Por Otávio Marchesini — Espresso Italia
Em uma noite que antecipou mais do que um resultado, o Hcb viu interrompida sua série positiva e teve freada sua aproximação ao grupo de elite da liga: no confronto disputado na Hala Tivoli, o Bolzano perdeu por 4-3 nos pênaltis para o Lubiana, depois de um embate decidido apenas na loteria final.
Foi uma partida de contrastes: nos primeiros 40 minutos, a impressão era de um Bolzano bem montado e com controle tático. Contudo, na terceira parte do jogo a equipe acusou cansaço físico e viu os eslovenos crescerem em ritmo e intensidade. O empate, assinado por Schneider a apenas 16 segundos do fim (59:44), valeu um ponto precioso, mas não evitou a derrota por desempate — um resultado com sabor agridoce, diante da necessidade de somar para subir rumo ao Top 3.
O desempenho dos bolzaninos ganhou importância diante das ausências forçadas de Barberio, Bradley e Mantenuto. No entanto, o retorno de Marchetti trouxe alguma estabilidade ao lineup. As primeiras trocas foram marcadas pela prudência, até que um powerplay do Olimpija colocou pressão. Mesmo em inferioridade numérica, o Hcb reagiu com um penalty killing eficiente e, em transição, abriu o placar com o sempre perigoso McClure, que aproveitou velocidade e potência para bater Kolin.
O equilíbrio voltou rápido: Drozg, após uma combinação com Meyer, respondeu com um tiro fulminante para igualar. Em seguida, já sob nova cadência bolzanina, Frigo serviu Gennaro, que finalizou com precisão para recolocar os visitantes na frente. No início do segundo período, Brennan transformou um contra-ataque em gol para o Olimpija, complicando a leitura do jogo. O Hcb teve chances em powerplays, com Gennaro e Pollock testando Kolin, mas a meta eslovena segurou.

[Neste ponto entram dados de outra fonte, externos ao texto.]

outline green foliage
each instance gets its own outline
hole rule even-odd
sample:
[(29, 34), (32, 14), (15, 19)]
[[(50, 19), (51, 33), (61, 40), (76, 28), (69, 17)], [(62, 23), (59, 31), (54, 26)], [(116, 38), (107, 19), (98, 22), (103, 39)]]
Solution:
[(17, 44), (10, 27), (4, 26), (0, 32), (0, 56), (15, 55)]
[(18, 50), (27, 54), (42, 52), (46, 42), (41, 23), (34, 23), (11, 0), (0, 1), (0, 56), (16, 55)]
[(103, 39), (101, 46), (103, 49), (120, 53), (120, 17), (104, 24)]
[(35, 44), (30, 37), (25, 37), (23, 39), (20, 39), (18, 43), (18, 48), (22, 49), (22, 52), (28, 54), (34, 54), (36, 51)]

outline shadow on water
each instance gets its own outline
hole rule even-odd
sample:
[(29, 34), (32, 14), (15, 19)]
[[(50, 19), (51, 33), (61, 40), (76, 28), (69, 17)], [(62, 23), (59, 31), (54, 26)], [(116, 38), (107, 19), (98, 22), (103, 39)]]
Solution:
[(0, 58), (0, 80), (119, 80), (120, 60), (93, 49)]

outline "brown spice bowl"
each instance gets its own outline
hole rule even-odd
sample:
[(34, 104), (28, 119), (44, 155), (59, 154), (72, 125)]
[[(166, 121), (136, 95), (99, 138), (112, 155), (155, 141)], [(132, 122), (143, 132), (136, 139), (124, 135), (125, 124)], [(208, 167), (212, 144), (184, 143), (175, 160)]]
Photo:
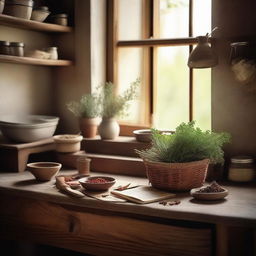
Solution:
[[(202, 188), (202, 187), (201, 187)], [(221, 192), (198, 192), (201, 188), (193, 188), (190, 191), (190, 195), (198, 200), (221, 200), (228, 195), (228, 190), (224, 189)]]
[(35, 162), (27, 164), (28, 170), (38, 181), (51, 180), (60, 170), (60, 163), (55, 162)]
[[(104, 183), (92, 183), (91, 180), (93, 179), (104, 179), (106, 182)], [(93, 191), (104, 191), (111, 188), (115, 183), (116, 180), (112, 177), (106, 176), (92, 176), (92, 177), (85, 177), (79, 180), (79, 183), (86, 189), (86, 190), (93, 190)]]

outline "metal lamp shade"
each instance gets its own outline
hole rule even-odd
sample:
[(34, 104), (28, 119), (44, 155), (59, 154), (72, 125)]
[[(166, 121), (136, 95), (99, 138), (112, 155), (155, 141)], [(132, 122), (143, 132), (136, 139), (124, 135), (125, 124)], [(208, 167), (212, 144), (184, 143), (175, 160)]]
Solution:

No último tempo, a dinâmica mudou: o Lubiana mostrou-se mais vivo e encontrou no lance de Kapel um trançante que se alojou no ângulo, invertendo o marcador. Um disparo de Gregorc ainda acertou o poste, um sinal de que a partida pendia para qualquer lado. Foi a audácia final do Bolzano que rendeu o empate: Schneider, oportunista, tocou o puck nos segundos finais e levou a decisão ao overtime e, após o empate persistir, aos pênaltis — onde os erros de Gazley, Pollock e Gennaro condenaram o conjunto alto‑atesino.
Além do drama vivenciado na capital eslovena, a jornada trouxe também a confirmação de uma vitória importante do Val Pusteria, que soma forças em busca de seus próprios objetivos na tabela. A conquista do Pusteria serve como lembrete da profundidade competitiva da liga e da importância de recursos humanos e físicos na reta final da fase regular.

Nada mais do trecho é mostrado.